Guess the Correlation!

Here’s a fantastic way to kill a few minutes better understand correlation coefficients: http://guessthecorrelation.com/

You’re shown a simple scatter plot and enter the correlation coefficient you guess to be associated with it. If you’re close enough, you get coins, if you’re too far off, you lose a heart. There’s even a two-player mode. Basic gaming stuff, but you also build an intuition of what those correlation coefficients we’re throwing around all the time actually mean.

There’s more, though. The game also serves (another) serious purpose: Omar Wagih is collecting the data to analyse how we mortals perceive correlations in scatter plots.

Visualize correlations in R

There are rare cases when a graphic is not better than a figure to help us understand our quantitative results. A simple yet common table we’re staring at ever so often are tables of correlation coefficients: how strongly do different variables correlate with one another. We’re scanning the tables for numbers close to +1 and close to -1, but there’s a better way: visualize!

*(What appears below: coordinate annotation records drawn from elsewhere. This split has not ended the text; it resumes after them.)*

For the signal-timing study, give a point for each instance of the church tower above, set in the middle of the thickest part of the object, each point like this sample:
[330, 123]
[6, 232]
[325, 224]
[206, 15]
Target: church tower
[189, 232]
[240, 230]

The R package corrplot offers a ready-made solution:

library(corrplot)
dat=matrix(c(0.11128257, -0.38968561, 0.11765272, -0.07089879, -0.19715366, -0.48083950, 0.54760745, -0.49410370, -0.42443391), nrow=3)
corrplot(dat)

Here we call the corrplot package, create some data so that we can plot something, normally this would be a selection of variables. Then we simply call corrplot() and we’re done.

There are many ways to tweak the plots, but in all versions we get a quicker and better overview of the variables that correlate than staring at a large table.

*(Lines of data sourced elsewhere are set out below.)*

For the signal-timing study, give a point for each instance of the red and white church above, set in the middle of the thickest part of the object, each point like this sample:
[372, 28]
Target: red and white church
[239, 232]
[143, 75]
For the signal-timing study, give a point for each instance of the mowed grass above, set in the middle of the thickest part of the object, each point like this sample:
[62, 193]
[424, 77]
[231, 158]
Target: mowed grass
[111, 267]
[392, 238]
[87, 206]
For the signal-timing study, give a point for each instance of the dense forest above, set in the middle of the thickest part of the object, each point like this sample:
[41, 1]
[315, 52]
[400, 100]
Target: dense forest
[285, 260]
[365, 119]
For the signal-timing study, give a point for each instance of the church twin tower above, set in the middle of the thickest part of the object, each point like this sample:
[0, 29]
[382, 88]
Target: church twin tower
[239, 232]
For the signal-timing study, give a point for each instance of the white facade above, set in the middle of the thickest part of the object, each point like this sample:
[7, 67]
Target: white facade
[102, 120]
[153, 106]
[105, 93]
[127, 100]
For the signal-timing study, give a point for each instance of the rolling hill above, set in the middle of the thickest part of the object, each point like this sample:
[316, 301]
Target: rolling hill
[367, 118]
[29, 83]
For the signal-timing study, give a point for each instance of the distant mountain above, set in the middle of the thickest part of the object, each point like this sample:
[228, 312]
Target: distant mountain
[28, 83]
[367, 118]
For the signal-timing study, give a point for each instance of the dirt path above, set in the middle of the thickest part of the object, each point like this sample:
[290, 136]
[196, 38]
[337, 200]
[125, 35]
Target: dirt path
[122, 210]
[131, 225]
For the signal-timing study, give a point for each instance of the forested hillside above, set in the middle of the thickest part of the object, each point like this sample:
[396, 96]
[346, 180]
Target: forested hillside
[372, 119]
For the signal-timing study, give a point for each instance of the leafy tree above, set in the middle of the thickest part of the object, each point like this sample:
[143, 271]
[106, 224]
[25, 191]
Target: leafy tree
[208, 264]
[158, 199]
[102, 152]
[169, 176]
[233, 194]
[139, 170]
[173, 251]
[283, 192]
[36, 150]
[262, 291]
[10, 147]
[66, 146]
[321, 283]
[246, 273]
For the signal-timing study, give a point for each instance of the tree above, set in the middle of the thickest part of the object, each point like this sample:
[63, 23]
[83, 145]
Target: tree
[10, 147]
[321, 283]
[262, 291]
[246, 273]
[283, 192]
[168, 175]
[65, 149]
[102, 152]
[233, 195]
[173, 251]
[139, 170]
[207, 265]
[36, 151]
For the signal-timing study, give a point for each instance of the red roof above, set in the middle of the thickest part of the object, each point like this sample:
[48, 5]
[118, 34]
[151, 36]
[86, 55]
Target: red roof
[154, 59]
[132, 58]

Here are some variants of the above:

par(mfrow=c(2,2))
corrplot(dat, method = "shade")
corrplot(dat, diag=FALSE)
corrplot(dat, method = "square")
corrplot(dat, method = "number")

Correlations Graphics in R

Correlations are some of the basics in quantitative analysis, and they are well suited for graphical examination. Using plots we can see whether it is justified to assume a linear relationship between the variables, for example. Scatter plots are our friends here, and with two variables it is as simple as calling plot() in R:

plot(var1, var2)

If we have more than two variables, it can be useful to plot a scatter plot matrix: multiple scatter plots in one go. The pairs() command is built in, but in my view not the most useful one out there. Here we use cbind() to combine a few variables, and specify that we don’t want to see the same scatter plots (rotated) in the upper panel.

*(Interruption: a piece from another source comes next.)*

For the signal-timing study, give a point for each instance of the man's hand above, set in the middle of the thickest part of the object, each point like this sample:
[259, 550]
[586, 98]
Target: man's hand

pairs(cbind(var1, var2, var3, var4) , upper.panel=NULL)

A more flexible method is provided in library(car) with the scatterplotMatrix(). If this is not flexible enough, we can always split the plot and draw whatever we need, but that’s not for today.

library(car)scatterplotMatrix(cbind(var1, var2, var3, var4))

If we have many more variables, it’s necessary to draw multiple plots to be able to see what is going on. However, sometimes after having checked that the associations are more or less linear, we’re simply interested in the strength and direction of the correlations for many combinations of variables. I guess the classic approach is staring at a large table of correlation coefficients, but as is often the case, graphics can make your life easier, in this case library(corrplot):

library(corrplot)
corrplot(object_with_many_variables, method="circle", type="lower", diag=FALSE)

This is certainly more pleasant than staring at a table…

For all these commands, R offers plenty of ways to tweak the output.

Here’s how to get larger correlations coefficients

Here’s a link to a blog post by Andrew Gelman that deserves to be read more widely. It reports on a paper in a field remote to what I’m doing, but the issues is about correlation coefficients — a staple in much of what we do. Apparently the authors of the paper must have thought that a correlation coefficient of 0.02 is not enough to get published, and resorted to binning the data. Binning data in itself is not a bad thing, it can be quite useful for graphs, for instance. However, they then calculated and report the correlation of the binned data. Not so miraculously, the correlation coefficient increases; they average out unexplained variance.

Maybe I really should change the framing of my statistics course to focus on how to lie and cheat with statistics: I guess the students will learn just as much about good statistics this way.